Studienfahrt nach Hamburg zur Umsetzung des Bundesteilhabegesetzes

Seit einiger Zeit beschäftigten sich die Mitglieder des Teilhabebeirats im Rahmen der Umsetzung des Bundesteilhabegesetzes verstärkt mit den Themen Sozialraumorientierung, Trägerbudgets sowie Unterstützung von Menschen mit komplexen Hilfebedarfen. Die Gestaltung von verstärkter Sozialraumorientierung im Rahmen von möglichen Trägerbudgets wird in Begleitung von Prof. Dr. Hinter in der Unterkommission 3 der Vertragskommission in Bremen behandelt. Die Interessensvertretung behinderter Menschen beteiligt sich an der Diskussion kritisch, da bisher konkrete Fragen zum Spannungsfeld Trägerbudget und Leistungserbringung im Sinne der Personenzentrierung aus ihrer Sicht nicht ausreichend beantwortet wurden. Nach Meinung der Interessensvertretung fehlte es bislang an Beispielen aus der Praxis. Die Stiftung Alsterdorf und Leben mit Behinderung Hamburg haben in allen drei oben genannten Felder seit einigen Jahren Erfahrungen gesammelt.

Anfang September 2023 machte sich daher eine 25köpfige Bremer-Reisegruppe auf den Weg nach Hamburg. Die Gruppe setzte sich sowohl aus Mitglieder des Landesteilhabebeirats als auch aus Leistungsträger und Leistungserbringer zusammen. Im Hamburger Haus für Barrierefreiheit im Stadtteil Alsterdorf kam die Gruppe mit Kolleg:innen der Stiftung Alsterdorf sowie Leben mit Behinderung Hamburg zusammen.
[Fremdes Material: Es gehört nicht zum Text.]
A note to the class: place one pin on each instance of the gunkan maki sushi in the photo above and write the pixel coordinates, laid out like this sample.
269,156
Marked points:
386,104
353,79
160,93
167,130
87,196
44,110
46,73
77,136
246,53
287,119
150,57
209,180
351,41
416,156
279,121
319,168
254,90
Zu Beginn ging es um die Entwicklung des Trägerbudgets in Hamburg seit 2014 und hierbei um die Rolle der Interessenvertretung. Im Austausch war es den Bremer Kolleg:innen besonders wichtig zu erfahren, wie unter anderem die Versorgung von Menschen mit komplexen Hilfebedarfen im Rahmen des Trägerbudgets erfolgt. In Hamburg gibt es demzufolge ein eingespieltes Verfahren der Leistungsanbieter, um komplexe Falllösungen gemeinsam zu erzielen und zu verhindern, dass Leistungsberechtigte außerhalb Hamburgs untergebracht werden müssen. Zahlen von externer Unterbringungen werden regelmäßig durch die Interessensvertretung in einem Begleitgremium regelmäßig abgefragt. Unabdingbar sowohl aus Sicht der Interessensvertretung als auch der Leistungserbringer sind für die Umsetzung eines Trägerbudgets im Sinne der Leistungsberechtigten „Können – Wollen – Vertrauen“. Die Ombudsstelle Eingliederungshilfe Hamburg stellte im Nachgang ihre Arbeit vor und riet im Rahmen der Qualitäts- und Wirksamkeitsprüfung den Gewaltschutz sowie die Teilhabe im Sozialraum für Menschen mit komplexen Hilfen aufzugreifen und immer wieder in Erfahrung zu bringen. Eine persönliche Zukunftsplanung wird in Hamburg unter anderem im trägerübergreifendes Modellprojekt „Leben wie ich will“ angeboten. Losgelöst von dem Eingliederungshilfe-Verfahren wird die Frage „Wie willst du leben?“ mit den Leistungsberechtigten intensiv nachgegangen.

Zum Ende der ersten Hälfte der Studienfahrt gab es ein Wiedersehen mit dem ehemaligen Vorstandssprecher des Vereins für Innere Mission Bremens. Pastor Uwe Mletzko ist seit 2021 Direktor der Evangelischen Stiftung Alsterdorf. Gemeinsam ging es zum Lern- und Gedenkort der Stiftung Alsterdorf. Mletzko stellte den Lern- und Gedenkort vor, der an die 630 behinderten Menschen erinnert, die zwischen 1938 und 1945 aus den damaligen Alsterdorfer Anstalten abtransportiert wurden. 513 von ihnen wurden nachweislich ermordet.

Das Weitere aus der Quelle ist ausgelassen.